Toplam maliyetin altına girmektense deneme maliyeti yapmayı getiriyor. 

Öncesinde deniyor sonrasında devreye alımı kendileri yapıyor. Bu büyük bir avantaj sağlıyor. Bizden bağımsız birtakım eklentiler de yapabiliyorlar. Bu bağlamda adaptasyonları çok kolay oluyor. Çünkü yeni teknolojiler artık karmaşık değil, görsel anlamda size çok fazla avantaj sunuyor. Biz bu anlamda interaktif diyoruz. Yani arayüzle, insan arasındaki arayüzün etkileşimin interaktif olmasını amaçlıyoruz. Aslında Ar-Ge yatırımlarımızda da bunu ön plana çıkarıyoruz. Genelde devreye alımı. Programlanmasını, kodlamasını ve ara yüzlerini çok kolaylaştırmış durumdayız. Bu nedenle adaptasyonları çok rahat oluyor. Sistemleri kendileri kuruyorlar. Bize çok fazla iş düşmüyor.

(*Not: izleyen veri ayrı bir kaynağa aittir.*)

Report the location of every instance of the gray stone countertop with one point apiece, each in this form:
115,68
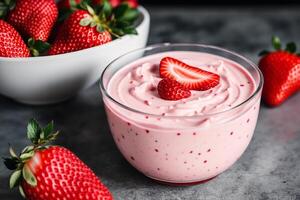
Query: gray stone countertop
270,167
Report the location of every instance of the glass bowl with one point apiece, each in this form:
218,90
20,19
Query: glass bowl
182,149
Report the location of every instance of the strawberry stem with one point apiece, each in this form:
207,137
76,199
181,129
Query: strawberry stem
291,47
38,47
40,137
5,7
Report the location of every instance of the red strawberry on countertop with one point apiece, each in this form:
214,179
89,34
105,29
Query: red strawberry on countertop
11,42
88,28
190,77
169,89
32,18
281,70
45,172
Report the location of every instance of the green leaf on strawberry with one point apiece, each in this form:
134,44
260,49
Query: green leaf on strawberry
6,6
38,47
42,170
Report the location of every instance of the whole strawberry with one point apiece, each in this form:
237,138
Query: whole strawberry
74,35
11,43
169,89
32,18
45,172
87,27
281,70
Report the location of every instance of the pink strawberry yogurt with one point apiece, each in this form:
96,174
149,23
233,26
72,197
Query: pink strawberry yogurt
188,140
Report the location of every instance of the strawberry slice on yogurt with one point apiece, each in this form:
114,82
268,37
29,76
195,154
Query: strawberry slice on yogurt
190,77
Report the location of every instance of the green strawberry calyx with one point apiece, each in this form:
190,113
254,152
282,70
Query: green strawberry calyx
40,138
117,21
38,47
291,47
5,7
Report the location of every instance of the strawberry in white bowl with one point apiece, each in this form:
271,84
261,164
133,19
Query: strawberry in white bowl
75,54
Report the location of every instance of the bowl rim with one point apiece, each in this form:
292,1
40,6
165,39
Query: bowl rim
258,88
145,18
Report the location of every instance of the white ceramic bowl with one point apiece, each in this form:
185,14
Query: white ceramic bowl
51,79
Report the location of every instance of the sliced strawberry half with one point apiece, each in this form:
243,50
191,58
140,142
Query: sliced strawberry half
190,77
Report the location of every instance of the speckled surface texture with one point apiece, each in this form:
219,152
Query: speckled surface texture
270,167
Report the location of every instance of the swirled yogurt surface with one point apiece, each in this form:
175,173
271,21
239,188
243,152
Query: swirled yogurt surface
135,85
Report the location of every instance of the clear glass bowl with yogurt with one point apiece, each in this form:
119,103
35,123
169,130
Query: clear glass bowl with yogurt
190,140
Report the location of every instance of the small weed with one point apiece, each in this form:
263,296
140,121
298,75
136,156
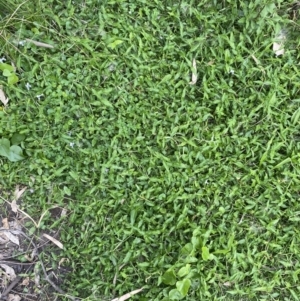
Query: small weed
169,131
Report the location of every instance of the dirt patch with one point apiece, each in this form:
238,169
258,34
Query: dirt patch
27,272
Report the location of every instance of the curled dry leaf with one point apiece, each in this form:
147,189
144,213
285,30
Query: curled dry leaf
5,224
12,238
194,73
55,241
12,297
3,98
10,272
3,239
128,295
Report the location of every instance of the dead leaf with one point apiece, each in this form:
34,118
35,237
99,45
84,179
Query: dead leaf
3,98
37,275
12,297
128,295
11,237
3,239
5,224
194,73
10,272
39,44
19,192
15,225
55,241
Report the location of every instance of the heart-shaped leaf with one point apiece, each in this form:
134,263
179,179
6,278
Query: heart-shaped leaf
169,277
183,286
12,79
6,72
15,153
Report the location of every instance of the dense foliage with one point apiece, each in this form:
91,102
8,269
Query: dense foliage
173,187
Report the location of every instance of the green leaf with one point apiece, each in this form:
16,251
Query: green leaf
6,72
114,44
12,79
169,277
205,253
4,147
174,294
17,138
183,286
184,270
4,66
67,191
15,153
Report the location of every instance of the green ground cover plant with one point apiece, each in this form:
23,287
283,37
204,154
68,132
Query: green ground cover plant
189,190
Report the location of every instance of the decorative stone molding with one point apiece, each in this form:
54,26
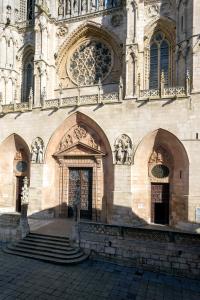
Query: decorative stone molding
62,30
123,153
86,32
78,134
116,20
37,151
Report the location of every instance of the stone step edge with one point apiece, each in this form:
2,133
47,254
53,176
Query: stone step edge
46,241
48,237
46,254
43,244
54,261
38,247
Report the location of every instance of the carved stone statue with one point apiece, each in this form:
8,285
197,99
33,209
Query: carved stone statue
25,192
37,151
123,152
61,8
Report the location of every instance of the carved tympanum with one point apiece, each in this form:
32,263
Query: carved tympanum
160,156
78,133
123,152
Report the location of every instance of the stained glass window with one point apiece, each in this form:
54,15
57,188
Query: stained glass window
90,62
159,60
27,82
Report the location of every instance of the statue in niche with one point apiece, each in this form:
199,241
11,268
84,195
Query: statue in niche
25,191
37,151
60,8
123,150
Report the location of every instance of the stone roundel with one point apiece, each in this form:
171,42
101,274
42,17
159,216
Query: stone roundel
90,62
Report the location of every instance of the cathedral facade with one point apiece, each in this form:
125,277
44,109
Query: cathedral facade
100,102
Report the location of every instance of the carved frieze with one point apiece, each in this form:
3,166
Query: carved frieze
78,133
155,8
160,156
123,150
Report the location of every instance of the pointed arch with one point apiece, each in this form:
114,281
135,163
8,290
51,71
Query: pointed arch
99,159
179,174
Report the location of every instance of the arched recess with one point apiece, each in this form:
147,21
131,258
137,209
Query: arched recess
14,165
87,33
175,158
79,143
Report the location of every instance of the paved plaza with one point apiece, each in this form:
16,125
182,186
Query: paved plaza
22,278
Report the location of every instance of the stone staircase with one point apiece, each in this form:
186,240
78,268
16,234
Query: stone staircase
47,248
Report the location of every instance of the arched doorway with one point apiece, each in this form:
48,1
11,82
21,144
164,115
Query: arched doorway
79,160
14,166
161,179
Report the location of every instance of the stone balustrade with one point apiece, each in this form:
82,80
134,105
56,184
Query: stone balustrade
168,92
72,8
80,100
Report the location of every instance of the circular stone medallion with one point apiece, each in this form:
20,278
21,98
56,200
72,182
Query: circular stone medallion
90,62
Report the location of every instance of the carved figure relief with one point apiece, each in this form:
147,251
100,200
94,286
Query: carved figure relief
25,192
20,154
78,133
160,156
62,30
116,20
123,152
37,151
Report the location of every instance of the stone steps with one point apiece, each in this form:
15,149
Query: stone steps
47,248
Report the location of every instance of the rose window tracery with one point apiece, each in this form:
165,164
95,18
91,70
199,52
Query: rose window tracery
90,62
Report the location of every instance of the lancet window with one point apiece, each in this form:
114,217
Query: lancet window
27,80
160,60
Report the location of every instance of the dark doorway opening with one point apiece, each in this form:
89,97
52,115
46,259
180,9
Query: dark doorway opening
19,185
160,203
80,186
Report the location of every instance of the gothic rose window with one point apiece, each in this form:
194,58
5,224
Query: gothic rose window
159,60
90,62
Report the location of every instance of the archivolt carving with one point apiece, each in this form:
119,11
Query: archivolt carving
123,153
160,156
78,133
163,24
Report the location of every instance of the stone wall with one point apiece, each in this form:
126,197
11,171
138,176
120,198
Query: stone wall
9,226
172,252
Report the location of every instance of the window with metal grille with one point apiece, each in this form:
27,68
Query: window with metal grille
159,60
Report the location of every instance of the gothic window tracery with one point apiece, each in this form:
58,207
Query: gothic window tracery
159,60
30,9
27,79
90,63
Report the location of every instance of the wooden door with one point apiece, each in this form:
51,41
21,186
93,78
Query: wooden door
80,186
19,185
160,203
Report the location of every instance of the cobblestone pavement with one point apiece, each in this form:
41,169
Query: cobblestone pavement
22,278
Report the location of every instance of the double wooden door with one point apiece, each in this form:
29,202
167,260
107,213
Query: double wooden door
19,185
80,189
160,203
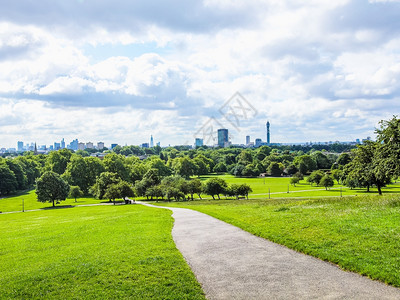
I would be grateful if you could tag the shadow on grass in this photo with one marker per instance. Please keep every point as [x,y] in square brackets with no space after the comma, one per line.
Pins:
[57,207]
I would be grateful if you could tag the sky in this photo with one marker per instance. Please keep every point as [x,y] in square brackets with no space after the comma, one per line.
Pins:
[121,71]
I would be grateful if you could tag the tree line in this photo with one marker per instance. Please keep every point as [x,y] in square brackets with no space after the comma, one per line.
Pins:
[169,173]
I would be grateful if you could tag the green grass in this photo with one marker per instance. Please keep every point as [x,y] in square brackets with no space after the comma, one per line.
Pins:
[14,203]
[101,252]
[277,187]
[360,234]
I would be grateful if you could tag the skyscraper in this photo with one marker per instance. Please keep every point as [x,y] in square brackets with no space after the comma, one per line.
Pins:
[223,137]
[20,146]
[198,142]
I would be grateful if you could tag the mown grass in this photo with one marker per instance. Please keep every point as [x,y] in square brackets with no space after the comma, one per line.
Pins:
[102,252]
[29,200]
[360,234]
[278,187]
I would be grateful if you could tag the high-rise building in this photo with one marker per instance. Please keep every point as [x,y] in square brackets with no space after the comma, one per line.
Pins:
[198,142]
[100,145]
[20,146]
[73,145]
[223,140]
[258,142]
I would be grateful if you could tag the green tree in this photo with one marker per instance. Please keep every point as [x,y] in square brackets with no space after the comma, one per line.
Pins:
[105,179]
[220,167]
[115,163]
[195,187]
[17,168]
[57,161]
[75,192]
[50,188]
[185,167]
[294,180]
[215,186]
[315,177]
[274,169]
[8,182]
[326,181]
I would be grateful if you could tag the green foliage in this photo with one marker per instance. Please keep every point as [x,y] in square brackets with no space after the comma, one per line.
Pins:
[275,169]
[315,177]
[75,192]
[57,161]
[115,163]
[215,186]
[50,188]
[104,180]
[8,182]
[326,181]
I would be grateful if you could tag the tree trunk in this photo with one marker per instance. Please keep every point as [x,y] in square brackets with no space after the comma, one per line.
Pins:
[379,189]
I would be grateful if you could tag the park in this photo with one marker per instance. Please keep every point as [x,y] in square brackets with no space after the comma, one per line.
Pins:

Araştırmalar Türkiye ortalamasına baktığınızda Endüstri 2,5’lardayız diyor. Yavaş yavaş, deneyerek başlayabilirler. Hiç çekinerek gelen oluyor mu?

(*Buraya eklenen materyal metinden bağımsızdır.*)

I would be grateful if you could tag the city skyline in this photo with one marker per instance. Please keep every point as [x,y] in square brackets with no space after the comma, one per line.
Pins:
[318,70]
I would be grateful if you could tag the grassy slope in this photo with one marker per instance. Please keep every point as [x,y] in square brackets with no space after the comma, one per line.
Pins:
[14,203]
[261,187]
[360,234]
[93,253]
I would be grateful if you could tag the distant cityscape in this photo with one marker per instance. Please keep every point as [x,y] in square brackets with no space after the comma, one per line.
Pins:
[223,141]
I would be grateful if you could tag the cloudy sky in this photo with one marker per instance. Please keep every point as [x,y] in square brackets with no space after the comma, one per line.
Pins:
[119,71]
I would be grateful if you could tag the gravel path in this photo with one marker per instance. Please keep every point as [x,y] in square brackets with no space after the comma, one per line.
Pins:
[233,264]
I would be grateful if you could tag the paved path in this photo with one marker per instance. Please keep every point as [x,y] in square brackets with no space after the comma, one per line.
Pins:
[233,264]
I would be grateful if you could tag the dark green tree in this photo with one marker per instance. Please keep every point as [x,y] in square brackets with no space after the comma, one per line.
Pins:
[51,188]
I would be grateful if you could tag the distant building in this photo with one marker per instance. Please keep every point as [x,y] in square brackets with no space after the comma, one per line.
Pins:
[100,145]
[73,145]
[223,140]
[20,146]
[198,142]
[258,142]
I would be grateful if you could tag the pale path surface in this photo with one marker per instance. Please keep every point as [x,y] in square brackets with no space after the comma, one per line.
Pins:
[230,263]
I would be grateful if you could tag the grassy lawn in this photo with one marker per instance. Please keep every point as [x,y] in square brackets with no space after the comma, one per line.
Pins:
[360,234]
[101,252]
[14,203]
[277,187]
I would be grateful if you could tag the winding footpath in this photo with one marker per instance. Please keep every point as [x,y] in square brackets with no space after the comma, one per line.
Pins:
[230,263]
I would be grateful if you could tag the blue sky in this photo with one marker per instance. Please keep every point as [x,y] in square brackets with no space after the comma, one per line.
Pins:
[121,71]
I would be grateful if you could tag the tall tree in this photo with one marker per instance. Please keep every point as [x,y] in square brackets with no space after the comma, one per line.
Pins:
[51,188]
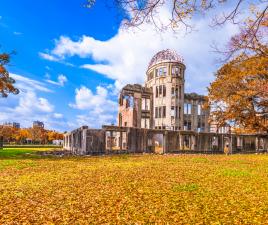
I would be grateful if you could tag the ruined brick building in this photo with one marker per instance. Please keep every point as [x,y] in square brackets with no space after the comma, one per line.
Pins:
[162,102]
[160,117]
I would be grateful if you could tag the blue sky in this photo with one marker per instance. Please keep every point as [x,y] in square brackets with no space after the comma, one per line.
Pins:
[71,61]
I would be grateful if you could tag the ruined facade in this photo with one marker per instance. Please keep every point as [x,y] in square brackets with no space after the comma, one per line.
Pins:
[162,103]
[160,118]
[1,142]
[135,107]
[114,139]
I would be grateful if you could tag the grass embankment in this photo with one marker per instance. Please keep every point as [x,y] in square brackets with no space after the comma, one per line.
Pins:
[181,189]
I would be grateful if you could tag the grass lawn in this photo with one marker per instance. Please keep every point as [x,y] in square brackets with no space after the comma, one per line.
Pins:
[139,189]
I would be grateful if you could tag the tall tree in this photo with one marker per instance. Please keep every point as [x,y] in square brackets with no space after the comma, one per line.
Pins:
[239,94]
[6,82]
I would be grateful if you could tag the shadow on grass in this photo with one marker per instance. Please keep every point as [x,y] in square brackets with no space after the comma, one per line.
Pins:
[22,153]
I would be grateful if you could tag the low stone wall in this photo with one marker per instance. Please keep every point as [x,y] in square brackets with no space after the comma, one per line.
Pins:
[116,140]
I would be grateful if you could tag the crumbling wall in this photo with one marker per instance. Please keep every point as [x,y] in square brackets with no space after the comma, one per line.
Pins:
[117,140]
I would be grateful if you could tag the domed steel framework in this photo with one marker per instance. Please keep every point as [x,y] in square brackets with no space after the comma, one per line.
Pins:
[167,55]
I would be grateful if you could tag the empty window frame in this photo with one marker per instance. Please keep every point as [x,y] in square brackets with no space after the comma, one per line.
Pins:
[164,112]
[164,91]
[199,110]
[145,104]
[187,109]
[175,71]
[156,112]
[172,111]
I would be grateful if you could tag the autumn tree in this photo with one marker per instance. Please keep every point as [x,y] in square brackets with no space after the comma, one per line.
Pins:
[6,82]
[239,94]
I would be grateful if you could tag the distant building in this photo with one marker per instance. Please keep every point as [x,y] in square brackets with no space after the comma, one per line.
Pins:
[12,124]
[38,124]
[162,103]
[57,142]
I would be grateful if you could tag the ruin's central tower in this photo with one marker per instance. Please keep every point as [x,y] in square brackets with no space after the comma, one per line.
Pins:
[165,75]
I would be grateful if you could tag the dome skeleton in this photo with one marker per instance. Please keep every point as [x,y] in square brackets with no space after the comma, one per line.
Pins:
[165,56]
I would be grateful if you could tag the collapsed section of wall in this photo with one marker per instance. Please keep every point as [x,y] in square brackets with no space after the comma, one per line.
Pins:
[114,139]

Mutlaka oluyor. Burada aslında biz hep şunu öneriyoruz. Öncelikle eğer bu bir sıralamaysa, ilk olarak önceki altyapının tamamlanmış olması gerekiyor. Yoksa siz daha henüz Endüstri 2,5’lardaysanız, belli başlı olması gereken altyapıyı sağlamadıysanız doğrudan Endüstri 4.0’a geçmeniz uygun olmaz. Bu nedenle öncelikle entegrasyonun yapılması gerekiyor. Öncekinin tam olarak oturmuş olması ve gerçekten bir sonrakine ihtiyaç olması lazım ki bu bence çok önemli.  

Japonya’nın Toplum 5.0 kavramında da sizin sunduğunuz hizmetlerde de hep insan işin içinde, işin merkezinde… 

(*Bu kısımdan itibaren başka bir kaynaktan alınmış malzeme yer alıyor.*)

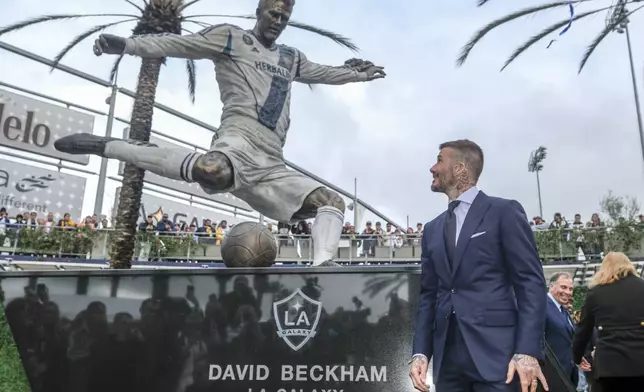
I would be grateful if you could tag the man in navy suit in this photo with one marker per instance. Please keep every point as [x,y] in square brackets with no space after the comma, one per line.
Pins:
[559,326]
[482,305]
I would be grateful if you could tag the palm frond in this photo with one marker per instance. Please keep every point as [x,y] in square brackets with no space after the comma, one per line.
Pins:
[188,4]
[134,5]
[335,37]
[51,18]
[115,68]
[478,36]
[547,31]
[198,23]
[610,27]
[81,37]
[192,78]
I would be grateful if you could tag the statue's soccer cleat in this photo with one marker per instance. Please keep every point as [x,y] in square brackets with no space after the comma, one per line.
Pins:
[82,144]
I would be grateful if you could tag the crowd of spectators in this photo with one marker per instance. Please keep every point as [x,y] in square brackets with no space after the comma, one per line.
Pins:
[52,220]
[559,222]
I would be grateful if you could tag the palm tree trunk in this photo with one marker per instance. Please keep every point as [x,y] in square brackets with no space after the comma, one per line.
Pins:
[122,248]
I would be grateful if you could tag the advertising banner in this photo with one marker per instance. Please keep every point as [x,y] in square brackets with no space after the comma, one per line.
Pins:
[178,212]
[25,188]
[31,125]
[193,189]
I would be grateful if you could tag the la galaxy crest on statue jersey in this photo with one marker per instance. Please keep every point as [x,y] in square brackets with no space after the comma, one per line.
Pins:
[266,76]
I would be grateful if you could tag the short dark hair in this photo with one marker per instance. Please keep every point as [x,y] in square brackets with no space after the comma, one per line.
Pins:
[470,153]
[262,4]
[556,276]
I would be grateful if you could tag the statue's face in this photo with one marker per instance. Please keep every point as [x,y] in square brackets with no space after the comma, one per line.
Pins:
[272,19]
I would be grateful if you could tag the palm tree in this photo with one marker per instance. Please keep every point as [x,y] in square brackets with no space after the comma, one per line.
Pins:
[620,17]
[535,165]
[151,17]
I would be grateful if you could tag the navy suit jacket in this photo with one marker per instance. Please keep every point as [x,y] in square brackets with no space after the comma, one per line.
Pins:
[559,335]
[496,288]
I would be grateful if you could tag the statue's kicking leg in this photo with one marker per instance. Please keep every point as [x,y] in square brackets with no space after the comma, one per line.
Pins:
[212,170]
[328,209]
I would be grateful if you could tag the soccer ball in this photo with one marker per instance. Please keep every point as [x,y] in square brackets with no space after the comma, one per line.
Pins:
[249,244]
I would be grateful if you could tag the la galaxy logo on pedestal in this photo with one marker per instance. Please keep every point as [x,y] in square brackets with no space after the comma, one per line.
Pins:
[297,317]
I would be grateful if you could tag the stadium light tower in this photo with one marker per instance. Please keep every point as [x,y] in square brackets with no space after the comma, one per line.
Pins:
[619,12]
[535,165]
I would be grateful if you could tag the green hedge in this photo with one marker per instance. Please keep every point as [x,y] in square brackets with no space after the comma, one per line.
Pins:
[623,237]
[80,242]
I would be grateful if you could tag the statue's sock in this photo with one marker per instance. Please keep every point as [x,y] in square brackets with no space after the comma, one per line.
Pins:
[326,233]
[167,162]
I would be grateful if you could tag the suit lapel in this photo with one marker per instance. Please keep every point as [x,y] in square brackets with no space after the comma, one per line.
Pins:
[441,239]
[473,219]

Aslında Omron’un kurucusu Japon Kazuma Tateisi, 1933 yılında insanların yaşamlarını iyileştirmek adına bir felsefeyle çıkıyor. Dolayısıyla bu çok önemli. Zaten bizim de asıl felsefemiz o. Yaptığımız her yenilikte, her Ar-Ge çalışmasında ve her çıkardığımız üründe bunu hedefliyoruz. Temel felsefemiz, insanların yaşamlarını kolaylaştırmak ve daha iyiye taşımak.